Após um ano e meio de trabalho meticuloso, está prestes a ser reapresentado aos moradores e turistas o Cruzeiro Franciscano, importante marco histórico, religioso e arquitetônico de Itu. A Secretaria de Cultura e Patrimônio Histórico da estância turística já deu início à fase final das obras de restauro e recuperação estética do monumento, instalado na Praça Dom Pedro I, no centro histórico. Inserido em área tombada pelo Instituto do Patrimônio Histórico e Artístico Nacional (Iphan), o cruzeiro de Itu só é comparável como obra de arte aos cruzeiros da Igreja de São Francisco, em João Pessoa, e do Convento de Nossa Senhora das Neves, em Olinda.

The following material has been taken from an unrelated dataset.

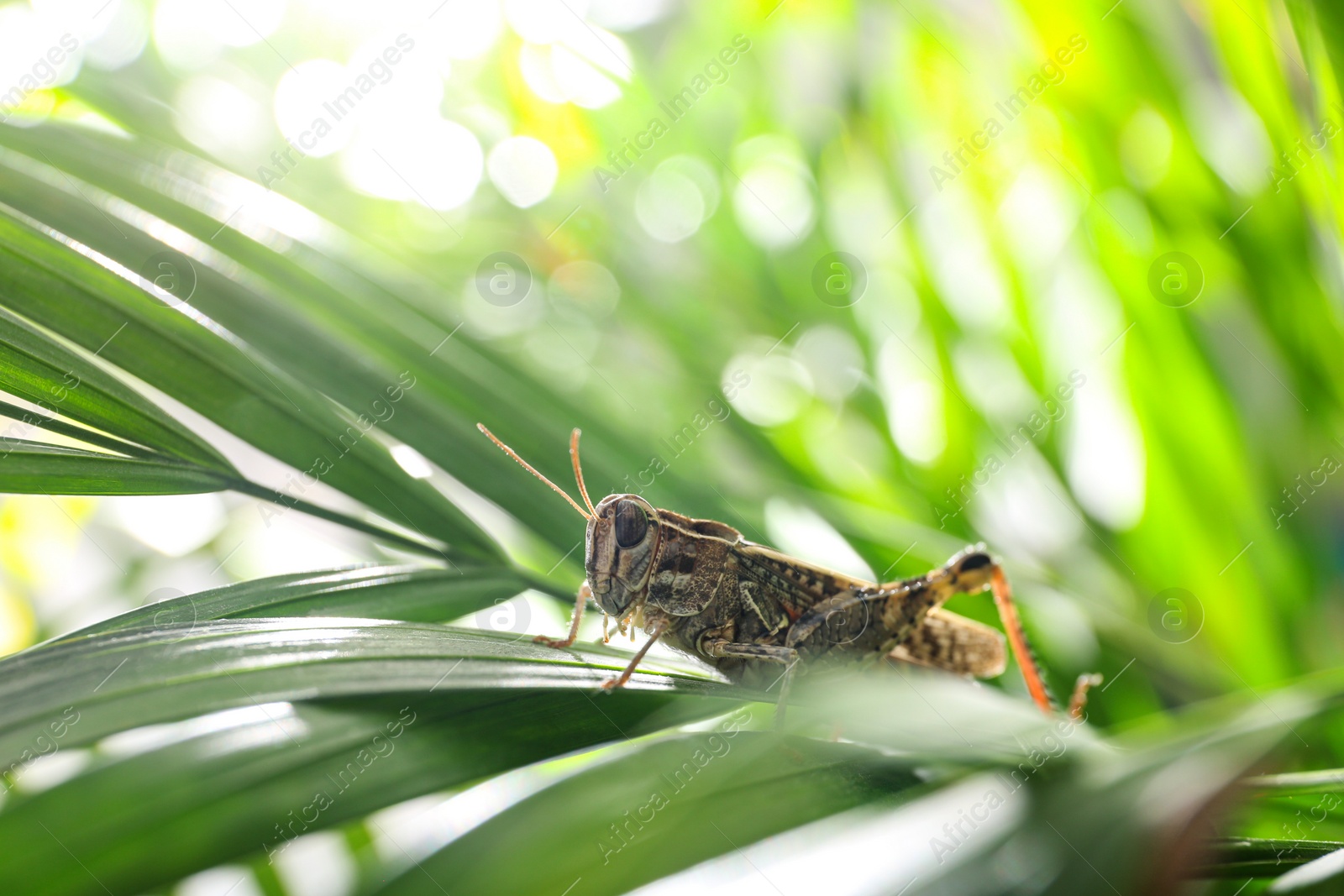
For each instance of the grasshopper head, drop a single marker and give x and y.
(622, 535)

Erguido há 227 anos, o mais alto cruzeiro do país foi construído com pedras bastante frágeis - arenito e varvito - além de serem pouco conhecidas como materiais de construção. Vale lembrar que não há nenhum registro específico de sua construção e só há pouco tempo se revelou que foi feito e erguido pelo mestre Thebas e seus ajudantes. Exposto ao relento ao longo de mais de dois séculos, o cruzeiro de Itu sofreu grande desgaste e estava a ponto de se tornar irrecuperável.

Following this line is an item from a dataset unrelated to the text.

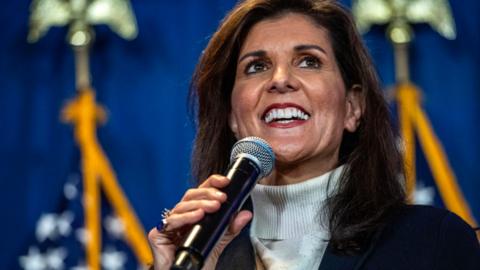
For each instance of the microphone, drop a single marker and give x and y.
(251, 159)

A prefeitura foi buscar o apoio técnico de várias especialidades da ciência que, juntas, forneceram subsídios científicos para o restauro de um bem considerado uma verdadeira relíquia. É o único cruzeiro do gênero no estado e um dos poucos do Brasil. Durante todo o processo de restauração, que foi realizado de forma minuciosa, os técnicos encontraram informações que até então estavam ocultas nas pedras, exigiam constante investigação para serem solucionadas.
Para a secretária Maitê Velho, a quantidade de informações obtidas durante todo o processo de restauro torna essa etapa final de importância crucial para o patrimônio histórico. "É a consolidação de um longo aprendizado durante toda a obra. Muitas informações serão usadas para subsidiar outros restauros e também para a formação de técnicos e especialistas nesse trabalho", disse. A recomposição da estrutura do monumento exigiu a aplicação de técnicas antigas, que já não são usadas em restauração, aliadas às novas tecnologias. Foi preciso produzir, por exemplo, massas com a mesma composição do arenito usado na construção do cruzeiro.

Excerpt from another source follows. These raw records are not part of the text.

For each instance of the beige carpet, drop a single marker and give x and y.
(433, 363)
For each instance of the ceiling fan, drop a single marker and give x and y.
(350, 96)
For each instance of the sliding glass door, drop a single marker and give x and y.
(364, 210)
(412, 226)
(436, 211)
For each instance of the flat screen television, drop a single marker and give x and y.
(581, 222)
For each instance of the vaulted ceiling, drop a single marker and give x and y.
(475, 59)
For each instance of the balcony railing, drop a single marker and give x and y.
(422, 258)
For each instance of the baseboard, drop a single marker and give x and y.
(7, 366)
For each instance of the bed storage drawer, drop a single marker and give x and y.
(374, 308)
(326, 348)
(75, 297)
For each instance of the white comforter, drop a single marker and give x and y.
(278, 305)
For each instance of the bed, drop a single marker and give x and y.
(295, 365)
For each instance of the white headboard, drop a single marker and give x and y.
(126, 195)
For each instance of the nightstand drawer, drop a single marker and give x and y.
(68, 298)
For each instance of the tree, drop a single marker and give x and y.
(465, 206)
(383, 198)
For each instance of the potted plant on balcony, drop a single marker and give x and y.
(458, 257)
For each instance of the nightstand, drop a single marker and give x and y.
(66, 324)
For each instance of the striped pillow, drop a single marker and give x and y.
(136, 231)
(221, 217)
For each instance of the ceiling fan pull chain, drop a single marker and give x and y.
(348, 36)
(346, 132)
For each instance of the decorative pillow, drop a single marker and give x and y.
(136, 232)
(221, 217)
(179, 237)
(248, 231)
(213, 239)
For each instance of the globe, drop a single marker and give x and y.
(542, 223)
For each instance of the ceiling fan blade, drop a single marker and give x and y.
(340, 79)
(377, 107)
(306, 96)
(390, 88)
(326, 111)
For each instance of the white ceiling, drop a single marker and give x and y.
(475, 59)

ARQUEOLOGIA - O restauro do Cruzeiro Franciscano, teve início em janeiro de 2021, com recursos do Fundo Estadual de Interesses Difusos. Por se tratar de obra única, foi necessária uma longa pesquisa preparatória que incluiu pesquisas arqueológicas em seu entorno, inclusive com o uso scanner. O equipamento permitiu localizar, além de partes de rochas e pedras remanescentes da construção do cruzeiro, vestígios da Itu antiga e de indígenas que habitaram a região. O material foi devidamente catalogado e será exposto.
O Cruzeiro Francisco é o único elemento que restou do conjunto arquitetônico dos religiosos fransciscanos que estiveram em Itu no século 18. Outra característica de relevância é o fato de ser uma das poucas obras deixadas por Thebas, mestre pedreiro negro que viveu de 1721 a 1811, deixando um legado artístico surpreendente. Escravo que comprou sua própria liberdade, Thebas foi essencial para a renovação do estilo arquitetônico da cidade de São Paulo no século 18. O artista é considerado um mestre nas técnicas de alvenarias, especialmente na cantaria (técnica de talhar pedras), além ter dominado os segredos da hidráulica.
São de sua lavra a pedra fundamental da fachada da antiga igreja do Mosteiro de São Bento (1766), o Chafariz da Misericórdia (1792), o primeiro chafariz da capital paulista, as partes frontais da igreja da Ordem Terceira do Carmo (1776) e da igreja da Ordem Terceira do Seráfico São Francisco (1783). O Cruzeiro Fransciscano de Itu (1795) foi uma de suas últimas obras. Apesar da importância de seu legado, só em 2018 ele foi reconhecido como arquiteto, tendo sido inserido postumamente nos quadros do Sindicato dos Arquitetos do Estado de São Paulo.